Wenn Sie kochen: Was kommt dann bei Ihnen auf den Tisch, griechische, italienische, chinesische oder deutsche Gerichte?
Meistens koche ich deutsche Gerichte.
Mit welchem Lied verbinden Sie Ihre schönste Erinnerung?
Mit den Liedern von Karat.
An welches Geschenk erinnern Sie sich noch gerne und von wem haben Sie es bekommen?
Ich habe in diesem Jahr eine wunderschöne Perlenkette von meiner Schwester Marianne bekommen. Dies war ein Dankeschön für die Pflege unserer Mutter. Darüber habe ich mich sehr gefreut.
Welchen Traum möchten Sie sich noch erfüllen?
Einige Orte in Europa habe ich schon bereist, auch weil ich für die Volkssolidarität sieben Jahre Flugreisebetreuerin war. Eine Kreuzfahrt steht außerdem noch auf der Wunschliste. Irgendwann einmal.
Wie gestalten Sie ihre Freizeit als Rentnerin?
Bis dahin sind es ja noch ein paar Jahre.
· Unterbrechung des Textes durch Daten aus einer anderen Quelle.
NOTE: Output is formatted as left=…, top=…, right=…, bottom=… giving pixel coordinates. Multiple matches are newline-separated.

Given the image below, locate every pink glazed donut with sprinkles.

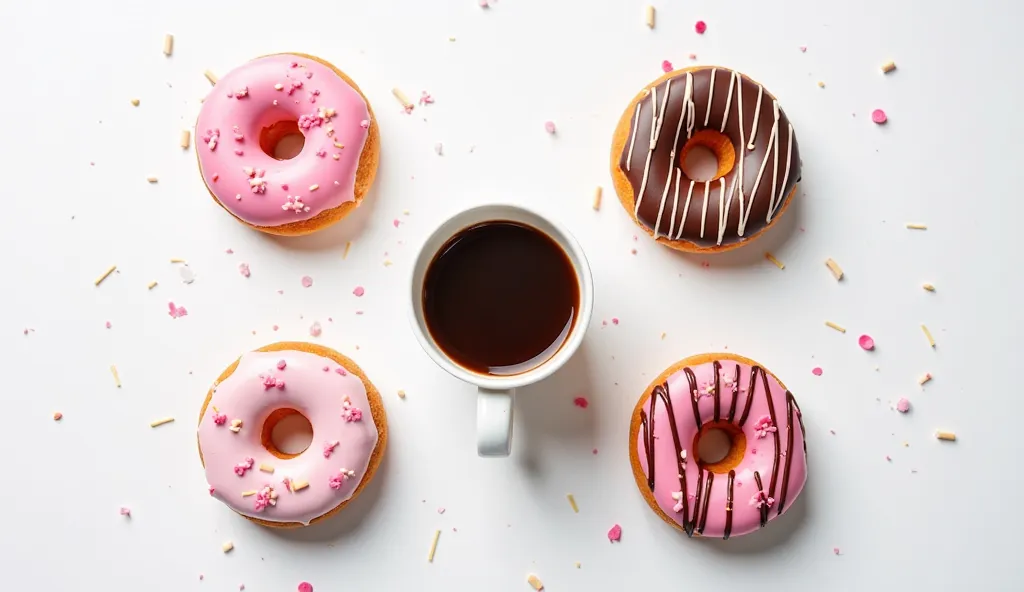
left=198, top=342, right=387, bottom=528
left=629, top=353, right=807, bottom=539
left=196, top=53, right=380, bottom=236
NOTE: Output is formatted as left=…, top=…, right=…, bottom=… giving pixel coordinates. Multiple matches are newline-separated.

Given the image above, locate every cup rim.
left=408, top=203, right=594, bottom=390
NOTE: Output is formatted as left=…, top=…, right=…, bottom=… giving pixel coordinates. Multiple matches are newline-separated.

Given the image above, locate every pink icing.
left=636, top=360, right=807, bottom=537
left=199, top=348, right=378, bottom=524
left=196, top=55, right=370, bottom=226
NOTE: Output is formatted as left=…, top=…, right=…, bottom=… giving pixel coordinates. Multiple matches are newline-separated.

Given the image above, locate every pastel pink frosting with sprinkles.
left=199, top=350, right=378, bottom=524
left=196, top=54, right=370, bottom=226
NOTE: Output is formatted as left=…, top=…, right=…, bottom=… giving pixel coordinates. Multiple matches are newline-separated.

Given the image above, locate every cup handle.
left=476, top=388, right=515, bottom=457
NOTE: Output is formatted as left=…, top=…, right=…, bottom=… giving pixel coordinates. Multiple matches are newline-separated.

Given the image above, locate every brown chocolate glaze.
left=640, top=361, right=807, bottom=539
left=618, top=68, right=801, bottom=247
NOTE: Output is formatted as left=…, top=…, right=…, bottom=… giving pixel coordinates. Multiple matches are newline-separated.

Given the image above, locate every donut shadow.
left=260, top=446, right=390, bottom=543
left=512, top=341, right=600, bottom=477
left=669, top=188, right=807, bottom=267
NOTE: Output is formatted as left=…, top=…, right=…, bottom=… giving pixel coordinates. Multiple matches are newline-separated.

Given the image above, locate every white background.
left=0, top=0, right=1024, bottom=592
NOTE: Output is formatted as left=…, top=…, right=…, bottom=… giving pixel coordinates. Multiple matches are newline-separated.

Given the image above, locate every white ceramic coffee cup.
left=410, top=204, right=594, bottom=457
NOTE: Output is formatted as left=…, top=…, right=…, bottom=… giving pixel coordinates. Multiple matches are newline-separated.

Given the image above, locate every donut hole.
left=260, top=409, right=313, bottom=459
left=693, top=421, right=746, bottom=473
left=259, top=120, right=306, bottom=161
left=679, top=129, right=736, bottom=182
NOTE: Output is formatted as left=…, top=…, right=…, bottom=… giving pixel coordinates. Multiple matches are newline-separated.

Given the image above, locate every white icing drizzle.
left=739, top=84, right=765, bottom=151
left=626, top=100, right=643, bottom=171
left=705, top=68, right=718, bottom=127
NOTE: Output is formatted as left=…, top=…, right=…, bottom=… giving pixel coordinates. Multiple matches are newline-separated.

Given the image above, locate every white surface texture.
left=0, top=0, right=1024, bottom=592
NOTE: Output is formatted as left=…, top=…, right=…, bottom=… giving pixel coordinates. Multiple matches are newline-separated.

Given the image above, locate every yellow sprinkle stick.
left=93, top=265, right=118, bottom=286
left=765, top=252, right=785, bottom=269
left=921, top=325, right=935, bottom=347
left=825, top=258, right=843, bottom=280
left=427, top=531, right=441, bottom=563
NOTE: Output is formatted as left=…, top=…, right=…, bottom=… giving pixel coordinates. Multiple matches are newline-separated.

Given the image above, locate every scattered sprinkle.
left=93, top=265, right=118, bottom=286
left=825, top=321, right=846, bottom=333
left=921, top=325, right=935, bottom=347
left=765, top=251, right=785, bottom=269
left=825, top=258, right=843, bottom=281
left=427, top=531, right=441, bottom=563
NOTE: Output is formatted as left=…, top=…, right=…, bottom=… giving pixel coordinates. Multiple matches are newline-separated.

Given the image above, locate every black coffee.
left=423, top=221, right=580, bottom=376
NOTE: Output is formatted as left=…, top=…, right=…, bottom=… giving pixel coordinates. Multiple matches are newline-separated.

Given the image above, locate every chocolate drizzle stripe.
left=722, top=471, right=736, bottom=541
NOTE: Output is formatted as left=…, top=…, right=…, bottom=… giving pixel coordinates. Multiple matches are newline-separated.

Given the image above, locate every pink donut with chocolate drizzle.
left=630, top=353, right=807, bottom=539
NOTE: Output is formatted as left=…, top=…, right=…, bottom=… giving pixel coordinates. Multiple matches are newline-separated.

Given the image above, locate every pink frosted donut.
left=198, top=342, right=387, bottom=527
left=196, top=53, right=380, bottom=235
left=630, top=353, right=807, bottom=539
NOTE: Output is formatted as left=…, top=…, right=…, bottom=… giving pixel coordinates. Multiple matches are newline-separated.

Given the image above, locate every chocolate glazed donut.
left=612, top=67, right=800, bottom=251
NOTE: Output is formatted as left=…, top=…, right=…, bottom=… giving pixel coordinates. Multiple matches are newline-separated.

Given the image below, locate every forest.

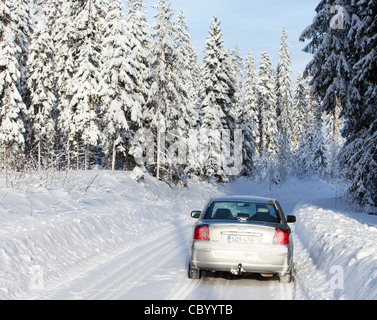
left=0, top=0, right=377, bottom=211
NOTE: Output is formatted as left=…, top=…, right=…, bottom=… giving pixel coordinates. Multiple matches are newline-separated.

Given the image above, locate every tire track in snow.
left=69, top=231, right=185, bottom=300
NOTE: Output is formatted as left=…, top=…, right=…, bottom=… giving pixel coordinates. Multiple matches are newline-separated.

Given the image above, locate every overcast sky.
left=122, top=0, right=319, bottom=80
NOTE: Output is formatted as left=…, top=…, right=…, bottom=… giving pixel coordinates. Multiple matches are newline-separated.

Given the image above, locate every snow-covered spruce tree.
left=50, top=0, right=79, bottom=168
left=125, top=0, right=153, bottom=169
left=276, top=28, right=292, bottom=180
left=300, top=0, right=355, bottom=112
left=101, top=0, right=143, bottom=170
left=200, top=16, right=236, bottom=181
left=144, top=0, right=188, bottom=182
left=301, top=0, right=377, bottom=210
left=28, top=16, right=56, bottom=169
left=12, top=0, right=33, bottom=119
left=174, top=9, right=200, bottom=177
left=228, top=46, right=244, bottom=120
left=296, top=126, right=327, bottom=177
left=0, top=0, right=27, bottom=171
left=340, top=0, right=377, bottom=212
left=65, top=0, right=107, bottom=169
left=258, top=51, right=280, bottom=183
left=290, top=73, right=312, bottom=156
left=242, top=51, right=260, bottom=152
left=237, top=51, right=259, bottom=176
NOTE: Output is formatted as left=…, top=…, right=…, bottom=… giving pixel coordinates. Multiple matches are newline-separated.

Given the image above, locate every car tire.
left=188, top=265, right=202, bottom=279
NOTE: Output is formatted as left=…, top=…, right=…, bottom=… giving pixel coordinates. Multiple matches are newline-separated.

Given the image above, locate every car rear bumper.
left=190, top=241, right=292, bottom=275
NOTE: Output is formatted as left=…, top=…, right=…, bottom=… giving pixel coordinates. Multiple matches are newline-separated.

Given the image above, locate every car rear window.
left=204, top=201, right=280, bottom=222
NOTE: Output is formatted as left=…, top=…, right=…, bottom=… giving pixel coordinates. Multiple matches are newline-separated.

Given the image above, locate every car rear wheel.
left=188, top=265, right=202, bottom=279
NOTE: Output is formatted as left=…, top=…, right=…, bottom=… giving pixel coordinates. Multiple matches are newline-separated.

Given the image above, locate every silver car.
left=188, top=196, right=296, bottom=283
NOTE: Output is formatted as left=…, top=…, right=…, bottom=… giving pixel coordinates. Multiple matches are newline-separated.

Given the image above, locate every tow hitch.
left=230, top=263, right=245, bottom=276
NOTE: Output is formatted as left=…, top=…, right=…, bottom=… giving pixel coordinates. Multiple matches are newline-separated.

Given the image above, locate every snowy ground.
left=0, top=171, right=377, bottom=300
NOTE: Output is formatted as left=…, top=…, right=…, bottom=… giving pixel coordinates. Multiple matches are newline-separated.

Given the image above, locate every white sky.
left=122, top=0, right=319, bottom=81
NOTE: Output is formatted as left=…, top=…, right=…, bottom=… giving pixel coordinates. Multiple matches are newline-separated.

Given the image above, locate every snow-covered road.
left=0, top=171, right=377, bottom=300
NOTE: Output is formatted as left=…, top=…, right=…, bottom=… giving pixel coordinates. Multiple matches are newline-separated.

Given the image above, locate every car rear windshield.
left=204, top=201, right=280, bottom=222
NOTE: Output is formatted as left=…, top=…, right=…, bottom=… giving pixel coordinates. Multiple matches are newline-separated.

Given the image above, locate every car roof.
left=212, top=196, right=276, bottom=204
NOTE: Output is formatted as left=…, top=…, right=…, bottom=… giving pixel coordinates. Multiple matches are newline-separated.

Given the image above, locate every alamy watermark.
left=330, top=265, right=344, bottom=290
left=135, top=129, right=243, bottom=176
left=29, top=265, right=44, bottom=290
left=330, top=5, right=344, bottom=30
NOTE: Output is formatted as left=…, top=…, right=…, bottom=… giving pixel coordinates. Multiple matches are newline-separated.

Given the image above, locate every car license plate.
left=228, top=236, right=255, bottom=244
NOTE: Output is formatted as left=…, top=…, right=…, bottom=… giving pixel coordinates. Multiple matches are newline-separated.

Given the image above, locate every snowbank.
left=294, top=202, right=377, bottom=300
left=0, top=170, right=377, bottom=299
left=0, top=171, right=213, bottom=299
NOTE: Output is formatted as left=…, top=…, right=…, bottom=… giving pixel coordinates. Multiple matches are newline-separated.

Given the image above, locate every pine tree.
left=290, top=73, right=312, bottom=155
left=28, top=17, right=56, bottom=169
left=67, top=0, right=106, bottom=169
left=125, top=0, right=153, bottom=172
left=174, top=10, right=200, bottom=181
left=200, top=17, right=236, bottom=181
left=300, top=0, right=355, bottom=112
left=276, top=28, right=292, bottom=180
left=0, top=1, right=28, bottom=170
left=340, top=0, right=377, bottom=212
left=101, top=0, right=142, bottom=170
left=301, top=0, right=377, bottom=210
left=276, top=28, right=292, bottom=137
left=258, top=51, right=278, bottom=161
left=144, top=0, right=188, bottom=182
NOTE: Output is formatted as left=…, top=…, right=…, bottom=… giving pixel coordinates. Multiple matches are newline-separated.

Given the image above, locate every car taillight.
left=194, top=224, right=209, bottom=240
left=274, top=228, right=289, bottom=244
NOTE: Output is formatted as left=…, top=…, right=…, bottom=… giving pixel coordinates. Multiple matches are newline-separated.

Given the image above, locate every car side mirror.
left=191, top=211, right=202, bottom=219
left=286, top=216, right=296, bottom=223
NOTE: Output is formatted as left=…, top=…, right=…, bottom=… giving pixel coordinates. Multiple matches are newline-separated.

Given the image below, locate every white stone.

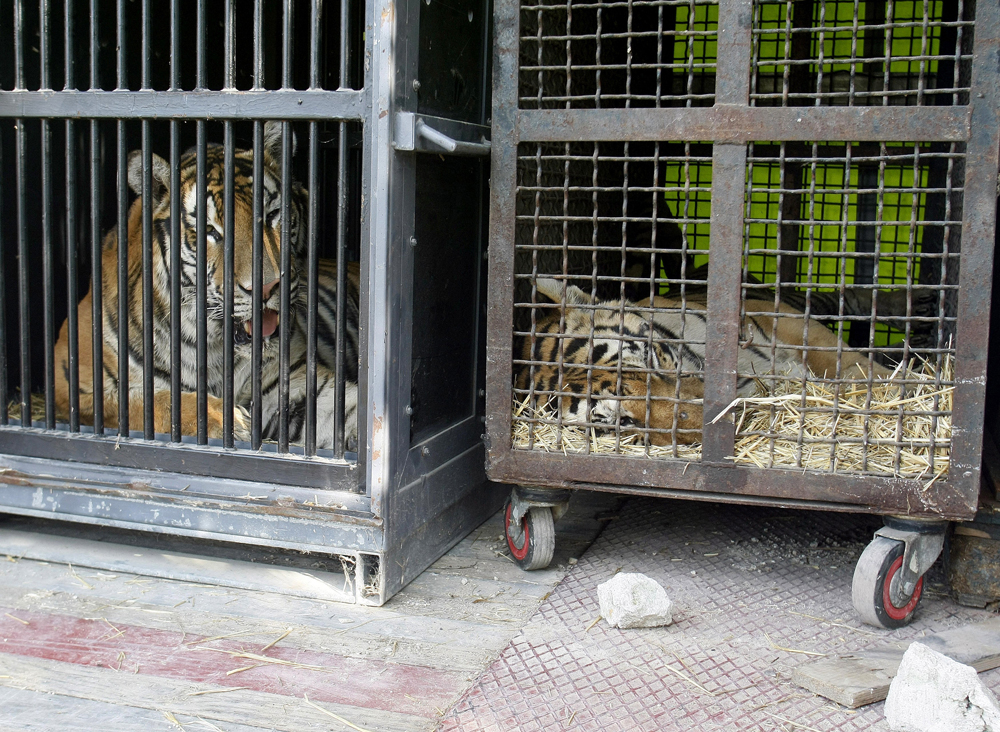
left=885, top=643, right=1000, bottom=732
left=597, top=572, right=673, bottom=628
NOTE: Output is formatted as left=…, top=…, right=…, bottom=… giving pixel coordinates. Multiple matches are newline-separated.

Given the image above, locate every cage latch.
left=393, top=112, right=490, bottom=156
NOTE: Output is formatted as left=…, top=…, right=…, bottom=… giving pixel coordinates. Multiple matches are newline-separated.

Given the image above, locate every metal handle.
left=393, top=112, right=490, bottom=155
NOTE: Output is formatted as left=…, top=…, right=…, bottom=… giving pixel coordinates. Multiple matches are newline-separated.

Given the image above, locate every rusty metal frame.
left=486, top=0, right=1000, bottom=519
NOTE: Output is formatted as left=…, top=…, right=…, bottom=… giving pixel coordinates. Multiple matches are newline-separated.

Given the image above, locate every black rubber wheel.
left=851, top=536, right=924, bottom=628
left=503, top=500, right=556, bottom=570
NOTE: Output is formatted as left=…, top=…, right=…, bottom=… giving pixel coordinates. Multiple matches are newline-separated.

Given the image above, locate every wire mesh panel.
left=514, top=142, right=712, bottom=459
left=520, top=0, right=719, bottom=109
left=735, top=143, right=965, bottom=483
left=0, top=0, right=364, bottom=489
left=750, top=0, right=975, bottom=107
left=487, top=0, right=1000, bottom=517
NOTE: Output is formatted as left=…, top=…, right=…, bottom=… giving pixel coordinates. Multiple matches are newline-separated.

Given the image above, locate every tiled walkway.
left=439, top=499, right=1000, bottom=732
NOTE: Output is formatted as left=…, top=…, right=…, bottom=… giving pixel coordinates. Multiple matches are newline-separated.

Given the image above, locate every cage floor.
left=439, top=499, right=1000, bottom=732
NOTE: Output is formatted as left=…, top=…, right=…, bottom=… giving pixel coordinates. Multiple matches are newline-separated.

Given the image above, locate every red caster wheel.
left=503, top=499, right=556, bottom=570
left=851, top=536, right=924, bottom=628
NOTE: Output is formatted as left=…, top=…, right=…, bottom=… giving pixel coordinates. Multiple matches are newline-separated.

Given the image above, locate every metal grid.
left=487, top=0, right=1000, bottom=518
left=514, top=142, right=712, bottom=457
left=737, top=143, right=965, bottom=477
left=750, top=0, right=975, bottom=107
left=519, top=0, right=719, bottom=109
left=0, top=0, right=364, bottom=490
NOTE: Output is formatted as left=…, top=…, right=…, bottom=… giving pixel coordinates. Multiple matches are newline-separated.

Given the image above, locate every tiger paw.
left=233, top=404, right=250, bottom=442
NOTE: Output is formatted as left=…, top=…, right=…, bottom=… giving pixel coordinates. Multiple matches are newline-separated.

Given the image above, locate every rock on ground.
left=885, top=643, right=1000, bottom=732
left=597, top=572, right=673, bottom=628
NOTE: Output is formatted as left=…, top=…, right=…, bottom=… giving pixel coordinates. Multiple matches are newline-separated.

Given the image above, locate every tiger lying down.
left=55, top=122, right=358, bottom=448
left=514, top=278, right=891, bottom=445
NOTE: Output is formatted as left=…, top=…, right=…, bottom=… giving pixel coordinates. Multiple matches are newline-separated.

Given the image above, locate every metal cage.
left=487, top=0, right=1000, bottom=524
left=0, top=0, right=496, bottom=604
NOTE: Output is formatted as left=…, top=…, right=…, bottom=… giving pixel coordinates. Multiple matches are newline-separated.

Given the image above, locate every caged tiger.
left=55, top=122, right=359, bottom=449
left=514, top=278, right=892, bottom=446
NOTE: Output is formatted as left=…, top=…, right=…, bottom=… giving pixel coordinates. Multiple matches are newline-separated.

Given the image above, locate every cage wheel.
left=504, top=501, right=556, bottom=570
left=851, top=536, right=924, bottom=628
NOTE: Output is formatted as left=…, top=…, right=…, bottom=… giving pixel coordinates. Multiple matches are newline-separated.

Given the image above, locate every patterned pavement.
left=439, top=499, right=1000, bottom=732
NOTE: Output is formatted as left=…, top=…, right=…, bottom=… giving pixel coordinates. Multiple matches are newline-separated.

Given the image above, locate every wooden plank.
left=792, top=618, right=1000, bottom=709
left=0, top=654, right=437, bottom=732
left=0, top=529, right=354, bottom=603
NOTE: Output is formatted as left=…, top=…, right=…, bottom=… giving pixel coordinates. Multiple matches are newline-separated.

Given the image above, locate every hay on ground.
left=512, top=354, right=954, bottom=486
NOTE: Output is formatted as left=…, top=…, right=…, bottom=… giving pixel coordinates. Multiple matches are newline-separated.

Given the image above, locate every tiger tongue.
left=243, top=308, right=278, bottom=338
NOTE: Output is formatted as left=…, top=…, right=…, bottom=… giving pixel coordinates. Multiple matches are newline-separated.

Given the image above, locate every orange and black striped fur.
left=515, top=279, right=891, bottom=445
left=56, top=123, right=358, bottom=448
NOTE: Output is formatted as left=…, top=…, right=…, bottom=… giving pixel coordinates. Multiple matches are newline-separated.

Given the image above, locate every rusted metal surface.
left=487, top=0, right=1000, bottom=519
left=948, top=524, right=1000, bottom=607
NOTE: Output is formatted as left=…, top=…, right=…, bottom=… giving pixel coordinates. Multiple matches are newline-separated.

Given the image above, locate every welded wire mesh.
left=737, top=143, right=964, bottom=479
left=514, top=142, right=711, bottom=458
left=519, top=0, right=719, bottom=109
left=750, top=0, right=974, bottom=107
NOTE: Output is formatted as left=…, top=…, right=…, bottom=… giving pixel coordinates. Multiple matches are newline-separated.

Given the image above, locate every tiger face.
left=128, top=122, right=308, bottom=354
left=516, top=280, right=704, bottom=445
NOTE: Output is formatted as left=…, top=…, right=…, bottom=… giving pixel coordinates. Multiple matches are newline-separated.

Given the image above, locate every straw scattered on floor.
left=512, top=354, right=954, bottom=486
left=730, top=355, right=954, bottom=485
left=513, top=395, right=701, bottom=460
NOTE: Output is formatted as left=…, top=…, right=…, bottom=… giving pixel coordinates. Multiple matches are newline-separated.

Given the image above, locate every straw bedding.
left=513, top=354, right=954, bottom=485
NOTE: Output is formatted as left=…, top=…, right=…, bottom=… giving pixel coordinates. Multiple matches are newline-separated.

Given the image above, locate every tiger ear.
left=128, top=150, right=170, bottom=206
left=535, top=277, right=594, bottom=305
left=264, top=120, right=298, bottom=167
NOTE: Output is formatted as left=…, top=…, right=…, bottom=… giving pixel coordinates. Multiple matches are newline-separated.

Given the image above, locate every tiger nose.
left=260, top=277, right=281, bottom=302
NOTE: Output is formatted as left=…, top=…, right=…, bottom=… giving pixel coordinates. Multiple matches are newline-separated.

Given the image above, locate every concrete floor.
left=0, top=493, right=1000, bottom=732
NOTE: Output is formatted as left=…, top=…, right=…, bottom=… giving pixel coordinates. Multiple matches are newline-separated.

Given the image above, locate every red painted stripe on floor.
left=0, top=607, right=464, bottom=717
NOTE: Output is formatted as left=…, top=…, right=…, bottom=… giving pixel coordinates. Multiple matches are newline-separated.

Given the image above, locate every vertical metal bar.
left=304, top=121, right=318, bottom=457
left=304, top=0, right=320, bottom=457
left=65, top=0, right=80, bottom=432
left=702, top=0, right=752, bottom=462
left=949, top=3, right=1000, bottom=509
left=195, top=122, right=208, bottom=445
left=14, top=0, right=24, bottom=91
left=117, top=0, right=130, bottom=437
left=278, top=3, right=294, bottom=452
left=90, top=0, right=104, bottom=435
left=250, top=121, right=264, bottom=450
left=118, top=120, right=130, bottom=437
left=222, top=123, right=236, bottom=447
left=38, top=0, right=56, bottom=430
left=195, top=0, right=208, bottom=445
left=278, top=126, right=292, bottom=452
left=222, top=0, right=236, bottom=447
left=142, top=0, right=155, bottom=440
left=170, top=0, right=184, bottom=442
left=14, top=121, right=31, bottom=427
left=0, top=129, right=10, bottom=425
left=334, top=0, right=350, bottom=458
left=90, top=121, right=104, bottom=435
left=250, top=0, right=264, bottom=450
left=65, top=117, right=80, bottom=432
left=41, top=119, right=56, bottom=430
left=14, top=5, right=31, bottom=427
Aber sicherlich werde ich mich um meine Familie kümmern, und ich glaube, die Ortsgruppenvorsitzende aus Rühn, Lieselotte Bissa, ist auch für jede Unterstützung dankbar.
Wem sollten wir diese Fragen ebenfalls stellen und warum?
Elfriede Schmidt aus Jürgenshagen. Sie ist eine ganz engagierte Frau, die sehr viele Ehrenämter inne hat.